Last Week’s Market Activity
We saw the market rally continue last week, as the major indices climbed between 1.5% and 2.75% week-over-week. These gains were likely a result of economic data releases that were much better than expected. A few things, like GDP, jobless claims, new home sales, and consumer confidence, came in much higher than expected! This is great, given the fact that almost everyone has been uncertain about which direction the economy is heading.
Macroeconomic Indicators
As we mentioned previously, there were quite a few important economic data points that exceeded expectations last week. New home sales for the month of May were 763,000, compared to analysts’ expectations of 675,000 and April’s reading of 680,000. Q1 GDP also came in much higher than expectations, with the revised number coming in at 2.0%, compared to analysts’ expectations of 1.6%. Jobless claims were also a good bit stronger than expected, with actual numbers coming in at 239,000 compared to an expected 265,000.
Upcoming Market Catalysts
Although this week is shortened by nearly a day and a half, we can still look forward to some meaningful economic data points. On Wednesday, we’ll get both the ADP employment report, as well as the minutes from June’s FOMC meeting.

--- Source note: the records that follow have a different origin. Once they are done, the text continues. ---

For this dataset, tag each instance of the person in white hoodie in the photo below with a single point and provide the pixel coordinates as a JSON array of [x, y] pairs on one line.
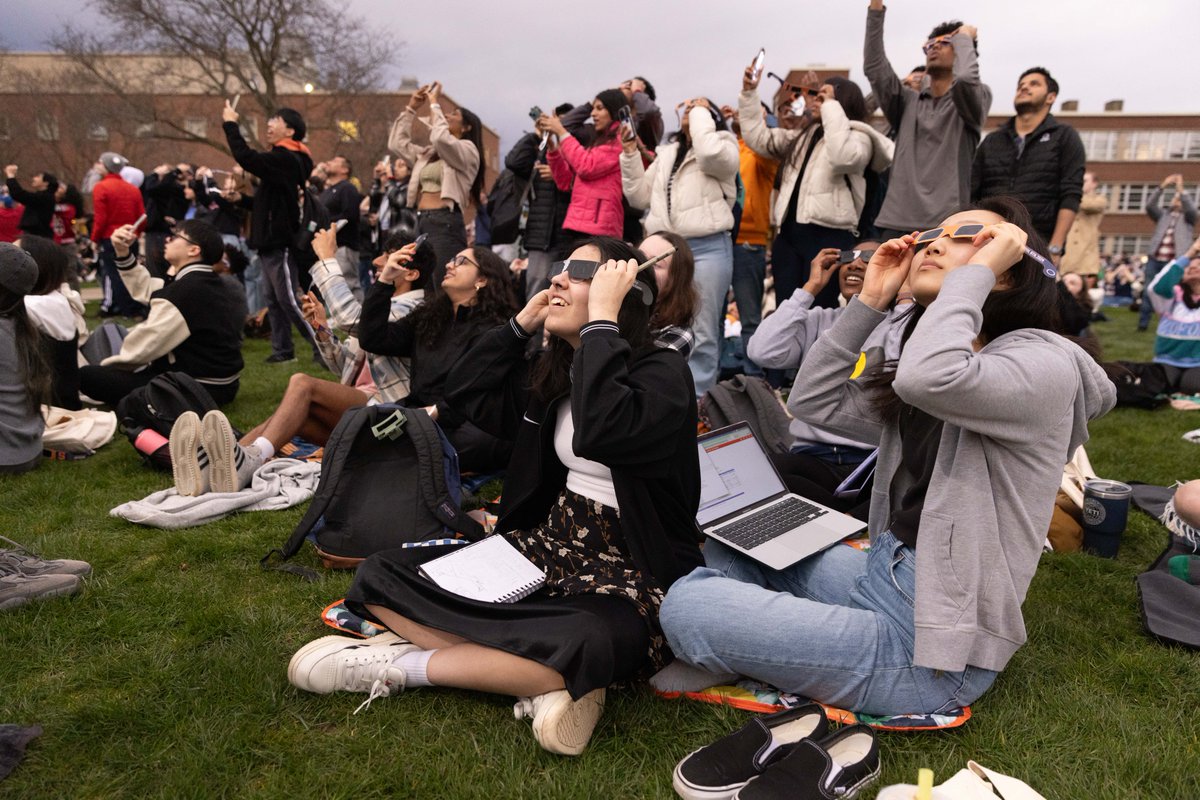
[[690, 190], [822, 187]]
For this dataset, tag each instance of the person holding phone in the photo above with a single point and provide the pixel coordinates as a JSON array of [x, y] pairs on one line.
[[115, 203], [690, 190], [601, 494], [973, 421], [589, 170], [447, 174]]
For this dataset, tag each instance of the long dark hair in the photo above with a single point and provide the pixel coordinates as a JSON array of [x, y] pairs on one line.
[[31, 366], [678, 298], [493, 301], [475, 136], [552, 373], [1030, 300]]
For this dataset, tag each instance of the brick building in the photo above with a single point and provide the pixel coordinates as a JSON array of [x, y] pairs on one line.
[[54, 120]]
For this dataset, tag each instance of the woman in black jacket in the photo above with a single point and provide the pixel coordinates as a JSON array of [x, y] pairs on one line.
[[474, 295], [609, 423]]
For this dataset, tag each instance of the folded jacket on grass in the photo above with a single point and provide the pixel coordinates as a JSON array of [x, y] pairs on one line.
[[277, 485]]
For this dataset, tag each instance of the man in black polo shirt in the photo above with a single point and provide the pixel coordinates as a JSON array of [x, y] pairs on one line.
[[195, 320], [282, 170], [1035, 158]]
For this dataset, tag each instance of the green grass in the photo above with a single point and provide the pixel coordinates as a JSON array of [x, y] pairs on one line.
[[166, 677]]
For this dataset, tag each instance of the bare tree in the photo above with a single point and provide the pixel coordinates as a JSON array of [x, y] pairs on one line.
[[257, 48]]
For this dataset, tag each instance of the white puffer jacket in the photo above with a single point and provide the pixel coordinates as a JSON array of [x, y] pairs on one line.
[[845, 150], [705, 186]]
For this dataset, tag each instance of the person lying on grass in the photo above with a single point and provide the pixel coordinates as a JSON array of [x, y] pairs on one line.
[[601, 493], [975, 422], [312, 407]]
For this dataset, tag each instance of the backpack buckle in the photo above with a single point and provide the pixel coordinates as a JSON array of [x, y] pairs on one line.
[[390, 427]]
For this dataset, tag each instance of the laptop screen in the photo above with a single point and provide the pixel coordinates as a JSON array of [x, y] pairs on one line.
[[735, 473]]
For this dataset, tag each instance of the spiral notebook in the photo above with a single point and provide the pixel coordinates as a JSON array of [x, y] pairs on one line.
[[491, 571]]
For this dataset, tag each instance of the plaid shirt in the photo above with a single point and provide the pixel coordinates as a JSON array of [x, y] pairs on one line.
[[391, 374]]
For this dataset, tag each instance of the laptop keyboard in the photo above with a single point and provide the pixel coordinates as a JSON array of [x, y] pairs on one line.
[[773, 521]]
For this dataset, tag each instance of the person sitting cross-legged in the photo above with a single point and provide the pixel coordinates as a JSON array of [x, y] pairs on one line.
[[205, 455], [193, 326]]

On Friday, we’ll get important information on US employment, such as the employment report, unemployment rate, and hourly wages. Paying attention this week is key, as we’ll learn a lot about how the consumer is fairing and if the economy is truly on an uptrend. We’ll also get to hear what was discussed in the last FOMC meeting, which will be important given the hawkish comments we’ve been hearing from the Fed lately.